At the beginning of the semester, I wrote about not allowing things beyond my control to stop this adventure. I decided to approach this semester with open eyes ready to see a more colorful world, with open ears ready to hear vibrant stories of triumph, failure, and rich experience. But at some point in the past week, my eyes and ears began to close to the beauty surrounding me. My first adopted language became a chore and temperamental weather metamorphosed into a daily nuisance. I grew weary of rice and beans, and I think that I had a dream of a Wawa hoagie and free Rita’s Water Ice on the first day of spring.
Sometimes I could not communicate to my host family how tired I was, and I began to count days.
And that is where I went wrong and I forgot what mattered most. I forgot that nothing was going to change or improve if I did not communicate how I felt. In another language or with people you recently met, it is just not as simple as calling up my parents. But my parents are not here, nor are my Temple friends, nor are the study abroad staff who rightfully warned us about these inevitable feelings. For as lucky as I am to have access to all of these people via the Internet, it is not the same as communicating how you feel personally.

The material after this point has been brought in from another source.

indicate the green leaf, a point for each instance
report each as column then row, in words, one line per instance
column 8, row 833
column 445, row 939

I have learned already from these hard lessons. Once I opened myself up to my host family, they understood and looked out for me. When I talked to my new friends about how I felt, I realized many of them shared my thoughts about living abroad. I began to make deeper connections and grew more comfortable. Yet these were all events I heard about in that pre-departure meeting, that now I am glad I attended.
So to anyone thinking about studying abroad, that is abroad, or is committed to go abroad, do not shy away from these feelings of homesickness, fatigue, or cultural inundation; they are normal, and the only way to resolve them is expression. I have felt the love of this country, of my home friends and family, and of this program as we move past the midpoint of our stay, and I look forward to the adventures and challenges ahead.